Библиотеку собрать за два года я не успел, но книги были; перевезенные из Киева и купленные в Москве. Жизнь упрямо разрушала мои библиофильские замыслы. В оккупированном Киеве пропала моя первая библиотека; взамен сотен собранных мною книг по театру, драматургии, эстетике и философии я в ноябре 1943 года, оказавшись среди голых стен довоенного своего жилья, обнаружил брошенный на паркет роман Достоевского «Идиот» на немецком языке. Но ни думать, ни заботиться о квартире я не мог, впереди долгая еще война, а когда в 1945-м я вернулся в Киев, квартира была занята, в суде «пропадали», «затеривались» документы, подтверждающие мои права, только вмешательство прокурора республики, вскоре сделавшегося известным в качестве главного обвинителя от СССР на Нюрнбергском процессе, помогло мне вернуть квартиру, ту, что я сдал, переезжая в Москву.

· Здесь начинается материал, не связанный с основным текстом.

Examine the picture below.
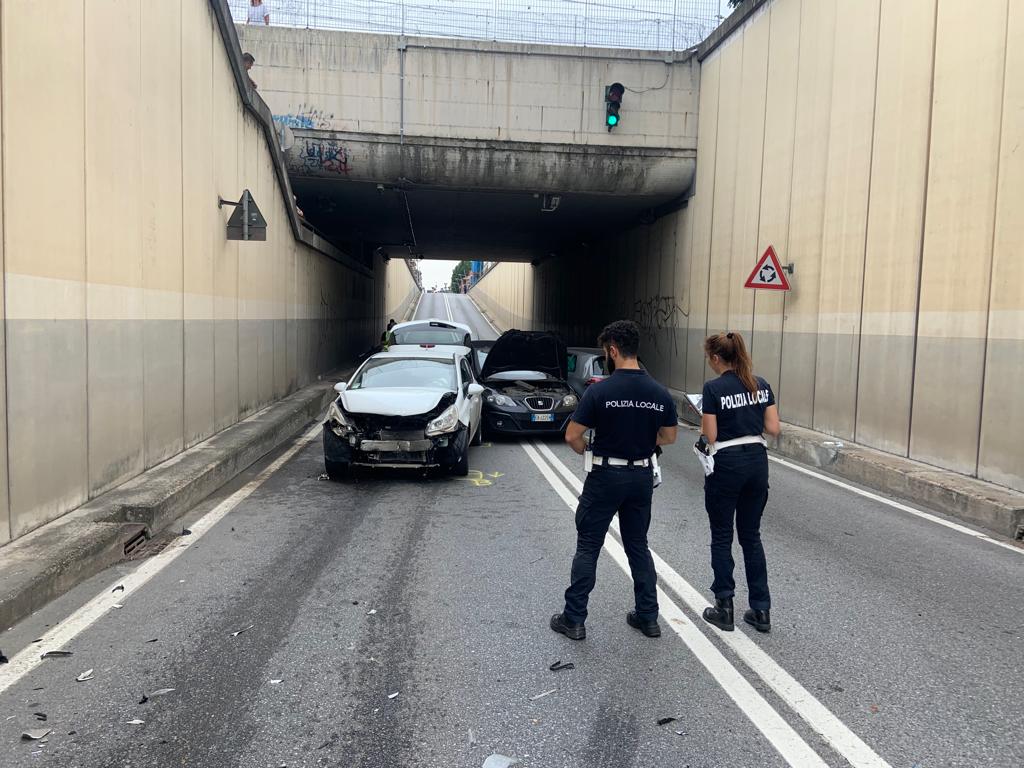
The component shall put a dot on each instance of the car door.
(475, 402)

Весной 1949 года пришлось продать книги вдруг, без раздумий, без «переживаний». За два года я пригляделся в букинистских лавках к книжным спекулянтам — большинство были люди молодые, оборотистые, всюду поспевавшие. Там, в проезде Художественного театра, я и нашел своего истязателя, мордатого, полуинтеллигентного жлоба, студента третьего курса, будущего медика. Он съездил со мной на Дурова, 13/1. Обойдусь без подробностей, — если бы не его желание хотя бы по корешкам обозреть все книги, дело окончилось бы в пять минут; он куда-то позвонил, ждал вызванного пикапа, мы в четыре руки увязывали книги в пачки, за все добро я получил немногим больше, чем, скажем, стоило полное, прекрасно сохранившееся собрание сочинений А. Н. Островского. Лихой торгаш, в чем-то сродни Краснощекову из Валентиновки, — хотя и не из хозяев, а из приказчиков — он с таким отвращением отодвигал от себя большинство книг, что стал казаться мне благодетелем, освобождающим меня от балласта, от постылого груза.

Я оставил себе несколько любимых книг; спасительную для меня в трудные минуты жизни книгу Герцена «Былое и думы» и два уникальных альбома — «Майданек» и «Цветы Освенцима» Зиновия Толкачева.

Еще шла война, когда в Варшаве издали эти альбомы, намеренно малым тиражом — 500 номерных экземпляров каждый, для аукционной продажи. Издание предназначалось главным образом для США, где альбомы продавались по 1000–1500 долларов за экземпляр, средства шли на восстановительные работы в Польше. Автор альбомов — известный украинский художник Зиновий Толкачев, живописец и график, блестящий иллюстратор рассказов Шолом-Алейхема. Рядовой солдат Толкачев попал в Освенцим и Майданек в первые же минуты их освобождения: не убраны трупы, толпятся у колючих оград люди, тени людей, пробуя костлявой неверящей рукой обесточенную проволоку; тела детей — не тела, скелетики — сложены страшными штабелями; глаза спасенных узников непередаваемы; впервые увидена, впервые постигнута вся мера трагизма и скорби.

Художник будто обезумел, работал дни и ночи; кончились листы рисовальной бумаги, солдаты раздобыли для него в комендатуре лагерей большие блокноты фирмы «И. Г. Фарбениндустри», поставлявшей в гитлеровские концлагеря газ «Циклон» для душегубок, — большинство набросков и рисунков Толкачева сделано на этих фирменных листах. Если существует справедливость, то эта серия Зиновия Толкачева (завершив работу карандашом и углем, он в те же дни сделал немало листов в цвете, повинующемся не случайностям натуры, а мудрой руке мастера) займет важное место в художественной обличительной летописи человечества.